Üçüncü olarak da Ermenistan'ın diaspora Ermenileriyle birlikte soykırımın tanınması konusunda gösterdiği uluslararası kampanyaya son vermesi.
Bu üç ön koşuldan zaten biri artık yok. Çünkü Karabağ'da Ermeniler çok büyük bir yenilgi aldılar. Türkiye artık sınırı açabilir, ilişki geliştirebilir. Ama ben Türkiye'nin ön koşul sürmeye devam edeceğini düşünüyorum.
Ama temsilcilerin ilk görüşmesinde 'önkoşulsuz' süreç için mutabık kalındı?
Niye bu aşamada bundan bahsetmiyor, sorusunu soralım. Çünkü şimdi konuşursa Ermenistan hükümetinin bu sürece girmesini engellemiş olur. Türkiye bu aşamada Ermenistan'ın sürece girmesini istiyor.
Neden istiyor?
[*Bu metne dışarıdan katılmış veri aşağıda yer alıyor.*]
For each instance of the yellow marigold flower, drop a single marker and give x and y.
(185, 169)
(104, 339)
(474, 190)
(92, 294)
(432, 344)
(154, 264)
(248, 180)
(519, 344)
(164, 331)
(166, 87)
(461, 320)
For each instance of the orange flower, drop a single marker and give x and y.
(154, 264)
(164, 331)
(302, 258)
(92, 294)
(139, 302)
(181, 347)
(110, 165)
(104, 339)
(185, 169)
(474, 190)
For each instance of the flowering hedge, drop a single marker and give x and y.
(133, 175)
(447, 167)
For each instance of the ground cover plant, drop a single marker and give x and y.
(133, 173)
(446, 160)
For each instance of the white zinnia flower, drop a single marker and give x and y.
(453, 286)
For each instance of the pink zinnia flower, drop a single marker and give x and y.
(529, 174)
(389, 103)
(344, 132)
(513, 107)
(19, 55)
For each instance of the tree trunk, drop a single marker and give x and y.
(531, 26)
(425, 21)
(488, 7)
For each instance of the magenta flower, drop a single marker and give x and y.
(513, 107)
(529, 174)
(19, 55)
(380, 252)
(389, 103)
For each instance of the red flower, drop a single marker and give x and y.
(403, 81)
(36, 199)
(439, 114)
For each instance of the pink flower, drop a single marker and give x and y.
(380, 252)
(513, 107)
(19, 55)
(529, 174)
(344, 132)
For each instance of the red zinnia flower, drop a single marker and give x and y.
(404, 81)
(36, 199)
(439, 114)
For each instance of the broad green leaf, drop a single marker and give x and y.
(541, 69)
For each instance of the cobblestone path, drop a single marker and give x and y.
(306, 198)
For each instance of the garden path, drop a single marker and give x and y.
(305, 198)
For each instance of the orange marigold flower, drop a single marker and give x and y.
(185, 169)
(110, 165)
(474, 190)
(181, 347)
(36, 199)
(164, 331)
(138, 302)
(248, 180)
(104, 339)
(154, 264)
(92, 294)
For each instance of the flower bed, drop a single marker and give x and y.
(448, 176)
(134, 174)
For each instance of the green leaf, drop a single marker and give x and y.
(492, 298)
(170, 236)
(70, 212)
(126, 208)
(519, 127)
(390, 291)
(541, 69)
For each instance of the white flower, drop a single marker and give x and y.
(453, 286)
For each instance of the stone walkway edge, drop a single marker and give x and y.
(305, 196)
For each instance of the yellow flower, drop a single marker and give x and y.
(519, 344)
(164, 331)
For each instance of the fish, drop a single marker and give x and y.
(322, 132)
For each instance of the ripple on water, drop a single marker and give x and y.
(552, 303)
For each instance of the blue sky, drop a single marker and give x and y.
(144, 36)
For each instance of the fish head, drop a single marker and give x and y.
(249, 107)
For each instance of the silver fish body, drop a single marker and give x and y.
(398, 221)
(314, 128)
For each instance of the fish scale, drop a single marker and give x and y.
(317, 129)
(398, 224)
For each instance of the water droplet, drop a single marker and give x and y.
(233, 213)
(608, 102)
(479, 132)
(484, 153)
Bu Türkiye için ayrı bir konu. Ama ben Türkiye'nin Ermenistan'ı sürecin içine çekip, Ermenistan'dan mümkün olan her şeyi almak isteyeceğine eminim.
Türkiye Ermenistan'dan ne istiyor?
Ben Türkiye'nin Ermenistan’la ilişki kurmak istediğine inanıyorum. Ama nasıl bir Ermenistan’la?
Zayıf bir Ermenistan ile. Kars Anlaşması’nı tanımış bir Ermenistan’la. Ki dolaylı yollardan tanınmıştır bu anlaşma zaten. Zürih protokollerinde dolaylı olarak tanındı mesela. Türkiye öyle bir gerçeklik yaratmak istiyor ki, Soykırımın uluslararası alanda tanınması konusunda diaspora ile Ermenistan hükümetinin arası açılsın. İnanıyorum ki bir an gelecek ve Azerbaycan ile Türkiye, Ermenistan'ın kendilerine Zengezur koridoru konusunda doğrudan bir geçit veremeyeceğini anlayacak. Ama yine de Zengezur koridorunu ortaya koyarak Ermenistan'dan daha fazla ne koparabileceklerine bakıyorlar. Türkiye kendi ön koşullu diplomasisine devam edecektir.
Bu nedenledir ki Ermenistan bunu görerek bir Türk-Ermeni normalleşme süreci yürütmüyor, Ermenistan-Türkiye süreci yürütüyor. Tüm Ermeni milleti adına konuşmadığını gösteriyor. Türkiye ile Soykırım sorununu konuşmaya çalışmıyor. Ermenistan hükümeti Türkiye ile bugünkü Ermenistan Cumhuriyeti'nin ilişkilerinin geleceğini konuşuyor.
Bu Türkiye'ye yetecek mi yoksa yetmeyecek mi bilmiyorum. Bu süreçte Ermenistan’la ilişki kurmak, sınırları açmak istiyorlar mı gerçekten göreceğiz.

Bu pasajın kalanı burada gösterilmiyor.